Не переоценивая значения тайны для содержательно­го и интересного развития действия, нельзя все же забы­вать о том существенном значении, которое она часто имеет в построении драматической интриги.

Различают следующие виды тайн:

а) читатель или зритель знает, а действующее лицо не зна­ет (т.е. тайна, загадка существует не для зрителя, а для ге­роя). Герой может не подозревать об опасностях, о при­ятных или неприятных сюрпризах, которые ему предсто­ят, но читатель или зритель знает о них, и это создает для него интерес и. ожидание, как встретит герой пред­стоящее ему испытание, или заставляет его заранее пере­живать (предвкушать) ту радость, которая ожидает героя, и т.д.

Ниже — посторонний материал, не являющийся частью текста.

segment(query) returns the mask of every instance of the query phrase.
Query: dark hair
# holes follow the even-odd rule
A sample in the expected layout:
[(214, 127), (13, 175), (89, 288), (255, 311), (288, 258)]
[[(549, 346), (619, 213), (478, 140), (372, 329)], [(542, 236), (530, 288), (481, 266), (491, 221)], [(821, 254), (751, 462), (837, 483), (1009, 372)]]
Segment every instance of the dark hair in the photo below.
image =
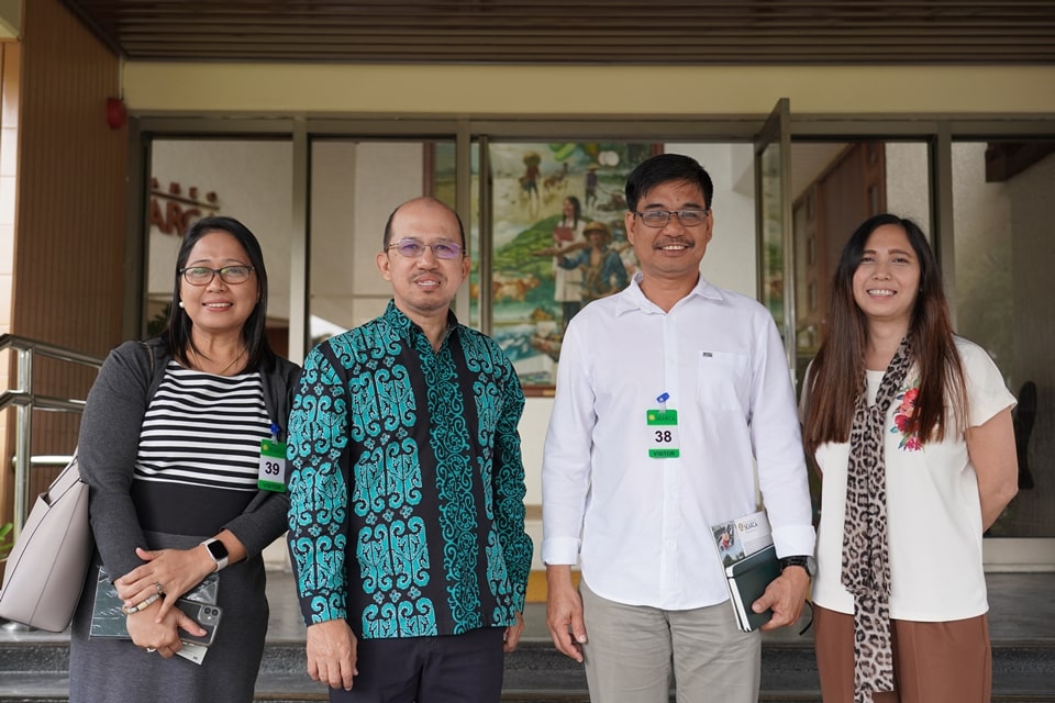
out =
[(920, 289), (909, 323), (913, 360), (920, 372), (920, 393), (909, 431), (917, 433), (921, 443), (943, 439), (948, 403), (957, 427), (966, 427), (964, 369), (953, 339), (937, 259), (919, 225), (897, 215), (879, 214), (862, 223), (849, 237), (832, 277), (828, 330), (803, 391), (808, 393), (803, 439), (810, 455), (825, 442), (849, 438), (854, 404), (857, 394), (863, 392), (868, 336), (867, 319), (854, 300), (854, 274), (868, 237), (884, 225), (904, 230), (920, 263)]
[(442, 200), (438, 200), (436, 198), (431, 198), (429, 196), (408, 200), (407, 202), (396, 208), (396, 210), (392, 210), (392, 213), (388, 215), (388, 221), (385, 223), (385, 236), (381, 238), (381, 250), (382, 252), (387, 250), (388, 245), (392, 242), (392, 220), (396, 219), (396, 213), (402, 210), (404, 205), (409, 205), (412, 202), (421, 202), (421, 201), (432, 202), (440, 205), (441, 208), (445, 208), (446, 210), (451, 211), (451, 214), (454, 215), (454, 219), (458, 221), (458, 234), (462, 236), (462, 250), (465, 252), (465, 226), (462, 224), (462, 217), (458, 216), (458, 213), (454, 210), (454, 208), (443, 202)]
[[(567, 165), (567, 161), (565, 161), (565, 165)], [(568, 196), (567, 198), (565, 198), (565, 200), (571, 203), (571, 210), (574, 213), (571, 215), (574, 219), (573, 226), (577, 227), (579, 226), (579, 220), (582, 219), (582, 203), (580, 203), (579, 199), (576, 198), (575, 196)], [(562, 216), (563, 216), (563, 213), (562, 213)]]
[(267, 269), (264, 267), (264, 253), (260, 250), (260, 243), (257, 242), (256, 236), (234, 217), (202, 217), (187, 228), (184, 241), (179, 245), (179, 254), (176, 255), (175, 289), (173, 291), (173, 304), (168, 312), (168, 322), (159, 336), (164, 339), (169, 354), (181, 364), (190, 366), (187, 348), (195, 344), (190, 336), (193, 323), (187, 311), (178, 304), (182, 280), (180, 270), (187, 266), (187, 260), (190, 258), (190, 252), (195, 248), (195, 245), (203, 236), (213, 232), (225, 232), (238, 241), (238, 244), (242, 245), (245, 254), (249, 257), (249, 266), (253, 267), (257, 290), (260, 294), (256, 308), (242, 325), (242, 339), (245, 342), (248, 356), (245, 367), (241, 370), (269, 368), (275, 361), (275, 353), (267, 343), (267, 335), (265, 334), (267, 323)]
[(700, 163), (681, 154), (659, 154), (642, 161), (626, 178), (626, 209), (637, 211), (637, 201), (660, 183), (673, 180), (699, 186), (703, 204), (710, 209), (714, 203), (714, 183)]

Такой «прием тайны», заставляющий лас волновать­ся за героя или с сочувствием ожидать счастливой пере­мены в его судьбе, способен оказывать очень глубокое воздействие;

б) действующее лицо знает, а читатель или зритель не зна­ет или только догадывается по состоянию героя. Такой «прием тайны», когда зритель догадывается о том, что герой знает что-то, чего он, зритель, еще не знает, мо­жет создать хорошую подготовку дальнейших событий. Впоследствии зритель может с облегчением убедиться, что герой, которому он отдал свои симпатии, все предвидел, предусмотрел и в конце концов оправдал то вы­сокое мнение, которое сложилось о нем у зрителя. Или же зрителю будет преподнесен героем приятный и совершенно неожиданный сюрприз, за который зритель оценит последнего по заслугам, будет им восхищен, мо­жет быть, переменит мнение о нем к лучшему. Может, наконец, быть и так, что, несмотря на то, что герой знал, он не умеет найти выхода из положения, ошибает­ся в расчете, попадает впросак, и тогда зритель посочув­ствует ему, поймет его тягостное состояние, колебания;

в) не знают ни зритель, ни действующее лицо. Этот прием имеет большое применение при построении всякого рода загадочных историй, сюжетов, тайн. Необходимо только, чтобы тайна не была только тайной одного авто­ра, никак не воздействующей на ход событий; тайна должна быть задана в действии, чтобы ее наличие предоп­ределяло ход событий. Такая тайна может раньше рас­крыться герою (например, Шерлоку Холмсу тайны рас­крывались раньше, чем читателю). Тайна может раньше раскрыться читателю или зрителю. Но может быть, нако­нец, так, что тайна раскроется одновременно и для героя и для читателя или зрителя.

Все эти три вида тайн могут выступать в драматичес­ком произведении в одной из двух функций:

1) в качестве органической составной части сюжета, его доминирующего мотива (если разоблачение тайны есть основная задача и конечная цель действия), или же в ка­честве необходимо связанного с действием мотива (если зашиф­рованы полностью или частично биографии, характерис­тики и намерения персонажей).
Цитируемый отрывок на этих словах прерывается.